Until recently, students were advised not to bother studying for college placement exams. Now high schools and colleges are trying to help students prepare for the tests.
In some high schools, juniors take college placement tests to provide an early warning of what college requires and chance to catch up in 12th grade. Community colleges also are trying to help prospective students brush up on math or English skills before they’re placed in developmental classes.
Faced with poor success rates for students placed in remedial classes, community colleges are Doing Developmental Education Differently, reports Inside Out, a new publication by the Community College Research Center‘s Scaling Innovation project.
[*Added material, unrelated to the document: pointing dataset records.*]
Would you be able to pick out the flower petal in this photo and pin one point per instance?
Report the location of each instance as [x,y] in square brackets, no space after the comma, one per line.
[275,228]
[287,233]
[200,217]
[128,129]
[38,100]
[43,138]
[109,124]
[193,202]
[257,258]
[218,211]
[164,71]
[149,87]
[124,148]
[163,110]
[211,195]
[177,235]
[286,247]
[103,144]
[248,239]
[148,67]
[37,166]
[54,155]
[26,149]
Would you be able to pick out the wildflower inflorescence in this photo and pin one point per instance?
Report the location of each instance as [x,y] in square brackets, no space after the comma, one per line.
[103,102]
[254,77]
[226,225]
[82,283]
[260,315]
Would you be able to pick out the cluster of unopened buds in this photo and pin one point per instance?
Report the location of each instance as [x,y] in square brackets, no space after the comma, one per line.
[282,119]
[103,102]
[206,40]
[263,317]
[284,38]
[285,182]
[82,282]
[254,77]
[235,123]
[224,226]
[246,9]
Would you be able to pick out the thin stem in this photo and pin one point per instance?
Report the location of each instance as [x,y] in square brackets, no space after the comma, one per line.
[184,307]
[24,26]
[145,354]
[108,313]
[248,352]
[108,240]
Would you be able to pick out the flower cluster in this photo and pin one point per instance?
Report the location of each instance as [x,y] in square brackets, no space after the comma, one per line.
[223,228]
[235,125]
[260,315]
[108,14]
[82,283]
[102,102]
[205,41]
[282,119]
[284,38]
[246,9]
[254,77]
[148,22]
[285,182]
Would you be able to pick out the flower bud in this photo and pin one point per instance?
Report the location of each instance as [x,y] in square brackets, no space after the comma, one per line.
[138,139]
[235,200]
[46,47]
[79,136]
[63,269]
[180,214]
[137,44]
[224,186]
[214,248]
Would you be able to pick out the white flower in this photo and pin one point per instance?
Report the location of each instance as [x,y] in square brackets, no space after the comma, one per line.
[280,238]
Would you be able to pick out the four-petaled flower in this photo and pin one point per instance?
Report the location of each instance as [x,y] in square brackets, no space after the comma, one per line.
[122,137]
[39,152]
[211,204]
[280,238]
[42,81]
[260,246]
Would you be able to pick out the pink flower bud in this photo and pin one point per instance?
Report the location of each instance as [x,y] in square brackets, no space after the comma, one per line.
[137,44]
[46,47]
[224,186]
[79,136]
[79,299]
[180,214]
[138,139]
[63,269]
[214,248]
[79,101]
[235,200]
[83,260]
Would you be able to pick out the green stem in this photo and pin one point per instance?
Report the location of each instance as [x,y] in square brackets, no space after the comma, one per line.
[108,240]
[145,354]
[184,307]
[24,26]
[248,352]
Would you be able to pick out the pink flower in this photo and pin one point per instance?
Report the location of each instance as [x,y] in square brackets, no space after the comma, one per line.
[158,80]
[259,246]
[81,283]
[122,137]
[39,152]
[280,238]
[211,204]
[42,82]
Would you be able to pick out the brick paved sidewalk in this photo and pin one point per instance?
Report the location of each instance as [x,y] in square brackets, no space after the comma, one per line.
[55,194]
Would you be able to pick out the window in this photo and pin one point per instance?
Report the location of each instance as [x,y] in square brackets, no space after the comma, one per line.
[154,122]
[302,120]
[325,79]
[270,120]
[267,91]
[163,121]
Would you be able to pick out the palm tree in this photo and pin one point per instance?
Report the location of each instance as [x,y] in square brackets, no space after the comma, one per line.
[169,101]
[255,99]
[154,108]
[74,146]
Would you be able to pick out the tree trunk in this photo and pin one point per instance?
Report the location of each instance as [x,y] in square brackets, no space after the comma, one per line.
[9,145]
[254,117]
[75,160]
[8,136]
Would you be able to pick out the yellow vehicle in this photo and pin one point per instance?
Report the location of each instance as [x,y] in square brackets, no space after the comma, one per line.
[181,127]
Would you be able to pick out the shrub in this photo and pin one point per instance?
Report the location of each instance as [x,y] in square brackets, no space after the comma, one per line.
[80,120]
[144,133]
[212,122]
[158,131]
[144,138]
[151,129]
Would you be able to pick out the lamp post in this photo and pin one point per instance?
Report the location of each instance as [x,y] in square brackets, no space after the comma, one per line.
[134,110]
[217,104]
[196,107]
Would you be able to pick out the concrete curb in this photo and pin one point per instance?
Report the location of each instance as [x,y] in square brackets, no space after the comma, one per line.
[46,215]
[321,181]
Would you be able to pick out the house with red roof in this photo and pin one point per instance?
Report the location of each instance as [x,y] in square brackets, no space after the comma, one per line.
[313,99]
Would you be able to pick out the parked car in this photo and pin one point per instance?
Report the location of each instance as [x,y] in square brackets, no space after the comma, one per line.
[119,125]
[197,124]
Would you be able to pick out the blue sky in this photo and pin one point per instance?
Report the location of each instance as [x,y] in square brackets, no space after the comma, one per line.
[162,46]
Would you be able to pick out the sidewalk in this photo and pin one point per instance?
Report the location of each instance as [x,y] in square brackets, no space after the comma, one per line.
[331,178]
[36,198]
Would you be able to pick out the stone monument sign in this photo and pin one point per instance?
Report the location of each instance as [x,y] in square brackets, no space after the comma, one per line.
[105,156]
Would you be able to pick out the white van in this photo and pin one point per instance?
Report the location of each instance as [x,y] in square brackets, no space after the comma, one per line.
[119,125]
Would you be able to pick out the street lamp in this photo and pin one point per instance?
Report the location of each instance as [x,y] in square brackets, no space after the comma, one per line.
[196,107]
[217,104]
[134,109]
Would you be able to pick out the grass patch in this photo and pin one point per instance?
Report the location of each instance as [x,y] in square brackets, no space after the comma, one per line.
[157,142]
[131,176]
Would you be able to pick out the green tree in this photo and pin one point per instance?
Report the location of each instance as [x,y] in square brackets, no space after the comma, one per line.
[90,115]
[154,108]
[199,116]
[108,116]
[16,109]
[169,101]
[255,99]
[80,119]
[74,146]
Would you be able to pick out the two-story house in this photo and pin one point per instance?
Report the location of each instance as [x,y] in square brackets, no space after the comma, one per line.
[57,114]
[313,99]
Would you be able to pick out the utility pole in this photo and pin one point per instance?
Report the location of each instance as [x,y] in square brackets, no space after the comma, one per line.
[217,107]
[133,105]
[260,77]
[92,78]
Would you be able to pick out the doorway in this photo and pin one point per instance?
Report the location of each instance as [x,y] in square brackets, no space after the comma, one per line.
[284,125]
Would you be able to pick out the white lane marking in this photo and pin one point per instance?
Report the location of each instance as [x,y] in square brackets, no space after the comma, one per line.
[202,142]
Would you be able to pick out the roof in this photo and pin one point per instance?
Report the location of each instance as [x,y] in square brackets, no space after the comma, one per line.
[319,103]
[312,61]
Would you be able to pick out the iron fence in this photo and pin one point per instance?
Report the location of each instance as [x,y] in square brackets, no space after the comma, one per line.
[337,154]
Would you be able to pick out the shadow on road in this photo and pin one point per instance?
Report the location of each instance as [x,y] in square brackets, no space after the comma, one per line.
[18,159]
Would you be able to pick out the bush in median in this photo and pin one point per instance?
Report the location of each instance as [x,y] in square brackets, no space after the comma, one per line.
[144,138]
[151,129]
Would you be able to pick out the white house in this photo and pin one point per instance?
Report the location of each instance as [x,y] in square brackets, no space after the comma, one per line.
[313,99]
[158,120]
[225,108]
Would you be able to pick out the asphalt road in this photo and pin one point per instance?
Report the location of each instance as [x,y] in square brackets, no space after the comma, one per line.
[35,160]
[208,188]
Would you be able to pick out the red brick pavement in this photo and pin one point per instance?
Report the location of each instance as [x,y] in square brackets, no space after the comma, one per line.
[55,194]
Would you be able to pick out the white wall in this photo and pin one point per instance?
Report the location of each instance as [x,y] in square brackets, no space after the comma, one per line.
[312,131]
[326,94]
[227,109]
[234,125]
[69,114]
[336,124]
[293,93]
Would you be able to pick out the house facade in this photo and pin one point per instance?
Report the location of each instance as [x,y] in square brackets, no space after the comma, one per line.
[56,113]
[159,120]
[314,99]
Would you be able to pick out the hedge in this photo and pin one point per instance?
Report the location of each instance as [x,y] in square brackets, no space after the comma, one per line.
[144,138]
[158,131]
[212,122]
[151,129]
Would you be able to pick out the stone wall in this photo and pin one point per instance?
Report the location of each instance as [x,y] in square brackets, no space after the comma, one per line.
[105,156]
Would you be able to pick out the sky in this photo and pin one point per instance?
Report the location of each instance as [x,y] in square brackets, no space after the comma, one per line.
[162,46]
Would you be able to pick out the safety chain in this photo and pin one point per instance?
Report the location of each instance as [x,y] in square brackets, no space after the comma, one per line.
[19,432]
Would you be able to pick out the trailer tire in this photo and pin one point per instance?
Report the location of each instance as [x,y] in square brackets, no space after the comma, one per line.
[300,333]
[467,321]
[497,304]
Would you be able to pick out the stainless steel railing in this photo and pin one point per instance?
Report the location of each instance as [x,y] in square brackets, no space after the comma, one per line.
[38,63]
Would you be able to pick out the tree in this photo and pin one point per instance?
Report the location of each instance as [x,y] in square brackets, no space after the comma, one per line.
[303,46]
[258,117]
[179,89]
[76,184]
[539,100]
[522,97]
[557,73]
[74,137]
Roughly 45 percent of students who place into a developmental math course one level below the college level complete their remediation requirements. Among students who begin three or more levels below college math, only 17 percent complete their entire developmental sequence. More than half of students who do complete all of their developmental courses do not complete the subsequent gatekeeper course.
Learning communities, compressed courses and mainstreaming hold promise for improved outcomes, CCRC research has found, but benefits “appear to be modest and relatively short-term.” Scaling Innovation seeks to understand how small-scale innovations can be expanded and adapted to “generate significant long-term impacts.”
Scaling Innovation is working on replicating several models:
The Accelerated Learning Project (ALP) at the Community College of Baltimore County (CCBC) places eight upper-level developmental writing students in introductory college composition with 12 “college-ready” classmates. ALP students simultaneously take a companion course taught by the same instructor.
Concepts of Numbers for Arithmetic and Pre-algebra at Montgomery County Community College (MCCC) in Blue Bell, Pennsylvania “employs a conceptual rather than topic-focused approach in teaching arithmetic in order to make mathematical connections more transparent and to provide students with sustained practice in foundational elements of quantitative reasoning.”
The California Acceleration Project (CAP) pilots new English and math classes that shorten the developmental sequence and teach “the most essential skills and habits of mind required for student success.”